I always refer to the combination of aggregate awareness and incremental refresh.

How does Aggregate Awareness basically work?
I have my Explore, which joins master data and transaction data (dimensions and facts) with each other.
Then I select my dimensional fields and my key figures and create a denormalised table.

In the old world, this data was always completely renewed when, for example, the datagroup was triggered.

Now, with the incremental feature, it is possible to reload only the last X days, for example.

I will try to show this with an example.
(For simplification: Imagine today is January 31th 2021)

For simplicity we do not change the granularity (so no real aggregation) but just join both tables together, as we do it in aggregate awareness)

The result would look like:

Now i can build a simple Year to Date line chart to show the success of the sales person

Great!

Incremental refresh now allows us to generate the complete table not every day, but - let's say the last 7 days.
Of course, this results in a considerable performance gain and thus a cost saving!
Very cool.
Unfortunately, there is a huge catch.
The refresh periods are not dynamic.
I have to define the key - in our example the "valuation_date" and the increment - let's say 7 days).

What happens now:

The last 7 days are recalculated, all older entries remain unchanged.

Now, however, James got married on 29 January and took his wife's name. His name is no longer Miller but Ubels.

If we assume that we are not working with an SCD (slowly changing dimension) on the dimensions. Looks at the table since 30 January (he reported it the day after the marriage).

So what happened to the Aggregated Table on 31 January 2021 when incremental refresh is turned on?

And what does the visualisation look like now?
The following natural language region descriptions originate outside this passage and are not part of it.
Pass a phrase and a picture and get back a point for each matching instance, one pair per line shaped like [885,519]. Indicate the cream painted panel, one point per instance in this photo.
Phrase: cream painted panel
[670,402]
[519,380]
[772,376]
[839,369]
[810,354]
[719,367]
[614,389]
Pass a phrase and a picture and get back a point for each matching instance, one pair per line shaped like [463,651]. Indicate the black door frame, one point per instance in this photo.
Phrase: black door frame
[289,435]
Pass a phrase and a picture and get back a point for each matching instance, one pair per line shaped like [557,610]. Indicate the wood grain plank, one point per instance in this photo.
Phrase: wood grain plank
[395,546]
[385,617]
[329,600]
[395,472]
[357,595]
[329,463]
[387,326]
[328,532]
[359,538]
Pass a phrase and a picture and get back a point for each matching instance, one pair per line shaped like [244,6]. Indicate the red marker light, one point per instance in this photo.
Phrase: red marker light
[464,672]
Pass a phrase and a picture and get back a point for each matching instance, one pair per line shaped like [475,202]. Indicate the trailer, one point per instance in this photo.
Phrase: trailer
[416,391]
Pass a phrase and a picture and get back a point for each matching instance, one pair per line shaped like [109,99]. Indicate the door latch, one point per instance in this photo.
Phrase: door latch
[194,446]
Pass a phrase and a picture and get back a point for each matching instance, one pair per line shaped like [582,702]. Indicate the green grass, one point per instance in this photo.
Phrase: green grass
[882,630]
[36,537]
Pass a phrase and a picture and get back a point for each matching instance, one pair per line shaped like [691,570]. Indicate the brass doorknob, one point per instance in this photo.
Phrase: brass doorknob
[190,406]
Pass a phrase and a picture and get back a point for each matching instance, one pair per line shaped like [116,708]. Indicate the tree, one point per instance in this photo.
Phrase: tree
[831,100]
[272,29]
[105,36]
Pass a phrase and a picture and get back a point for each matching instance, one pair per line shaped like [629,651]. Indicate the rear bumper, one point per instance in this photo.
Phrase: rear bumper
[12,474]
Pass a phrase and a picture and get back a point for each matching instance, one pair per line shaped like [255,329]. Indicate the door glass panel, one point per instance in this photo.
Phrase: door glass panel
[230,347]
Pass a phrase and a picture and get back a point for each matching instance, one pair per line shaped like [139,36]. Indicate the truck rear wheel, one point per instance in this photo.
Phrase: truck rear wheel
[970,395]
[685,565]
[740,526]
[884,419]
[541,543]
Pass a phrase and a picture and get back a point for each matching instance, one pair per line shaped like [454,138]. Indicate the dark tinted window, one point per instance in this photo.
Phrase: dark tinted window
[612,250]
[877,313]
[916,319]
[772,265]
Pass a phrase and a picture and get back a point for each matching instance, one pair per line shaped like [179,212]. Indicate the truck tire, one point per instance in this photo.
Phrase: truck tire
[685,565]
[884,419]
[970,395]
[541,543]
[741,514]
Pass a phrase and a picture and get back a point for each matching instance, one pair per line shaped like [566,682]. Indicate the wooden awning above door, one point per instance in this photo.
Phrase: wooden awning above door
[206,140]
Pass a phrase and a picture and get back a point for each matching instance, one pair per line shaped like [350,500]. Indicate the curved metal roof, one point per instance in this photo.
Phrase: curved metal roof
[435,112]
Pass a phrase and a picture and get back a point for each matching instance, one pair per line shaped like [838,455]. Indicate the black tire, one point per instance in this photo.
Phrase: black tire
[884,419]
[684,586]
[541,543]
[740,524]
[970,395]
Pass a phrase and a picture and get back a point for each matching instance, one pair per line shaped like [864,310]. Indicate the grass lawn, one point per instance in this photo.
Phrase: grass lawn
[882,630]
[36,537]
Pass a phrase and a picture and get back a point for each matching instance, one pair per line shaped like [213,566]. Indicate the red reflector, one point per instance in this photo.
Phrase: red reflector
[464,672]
The result is neither technically correct nor functional.
Either all entries since 01 January 2021 would have to be changed retroactively to Ubels (view from currently valid truth).
Or James Miller may only appear as James Ubels from 30 January.

There is no perfect solution to this problem because aggregate awarenesse is a highly complex issue and there can/may/should/must be different ways of looking at the same data.

But what could Looker do to get around the problem.

Two possibilities:

manualy refresh.

Allow the client to manually recreate the aggregated table.

Using incremental logic ( as it can be done today).
As a full reload

Then I, as a customer, would have the possibility to update the table on demand (e.g. in case of important master data changes).

automatically with a further parameter

full_refresh_period

This could be defined like the datagroup.

In summary:

Since in the aggregate awareness approach master data and key figures are written flat in a table, any master data change on the basis means an incorrect/unattractive representation in the final Explore.

What do you think?
How do you handle such issues in your company?
Do you have this issues at all?